Schuler cue out of business

This is a very sad day for me since I am or was a dealer for them, and I have played with Rays cues since 83, in 3-c and pool. I still use his cues on tour today. I set most of my world records with his cue. Ray was like my 2nd father. We were very close.

He dies, people buy it that don't know squat, Ray had most of it in his head, and the cpu stuff was corrupted, they had to start from scratch. This was never a large operation, but they finally moved from Palatine in Chicago to a near by new location, and around January of this year, I understand the shop closed, they auctioned off all their equipment and loose inventory. Their phones are disconnected and one is on fax only. They did not renew their BCA membership.

I guess the same thing did them in that did Meucci in and bankrupted them also, both were trying to sell $400 cues in a market that was buying $150 and $200 cues. Their cost of business here, vs their competition China, fells another one.
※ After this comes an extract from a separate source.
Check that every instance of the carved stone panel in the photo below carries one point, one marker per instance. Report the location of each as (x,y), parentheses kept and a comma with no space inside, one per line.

The rumor is, they will try to regroup. have their cues made in China, and try and go back in business. I would say the chances of that flying are slim and none. I know, no way I will be on that train going off the cliff.

If any one has any updated data, please share it here.

If they put Rays name on a Chink cue, he will choke on his Cigar butt and roll over in his grave. The day he died, I was doing a world tour and was in China and of course could not come back for the funeral being fully booked over there. He died twice, once that day, and today, if they go to China. It will be like the old Dufferin house cues made in Canada which were tanks, compared with the junk they are now making in China using the same name.

Schuler cue, gone with the wind, never to come back. One of the cue greats of all time, like Rambo, Balabushka. RIP RAY. You were da man, you made da cue. Everyone around you were moron's compared to you Ray. Fast loves Ya.


http://www.illinoisbilliardclub.com/conten...rs/Schuler.html

A very large portion of my billiards knowledge came from my close decade relationship with Ray. He made all my cues and never charged me for one of them. I must have 50 shafts, many are custome designs we worked on together. I was playing and showing with 10 different shafts until we discovered the Birch. Together we developed and designed the ultimate shaft, the one I broke all those world records with, which was not Maple, but Bankok Birch, and Ray did not have the money to promote or sell it, so the greatest shaft of all time, sits in my case and nobody knows about it. I could then do all my shots with 3 shafts.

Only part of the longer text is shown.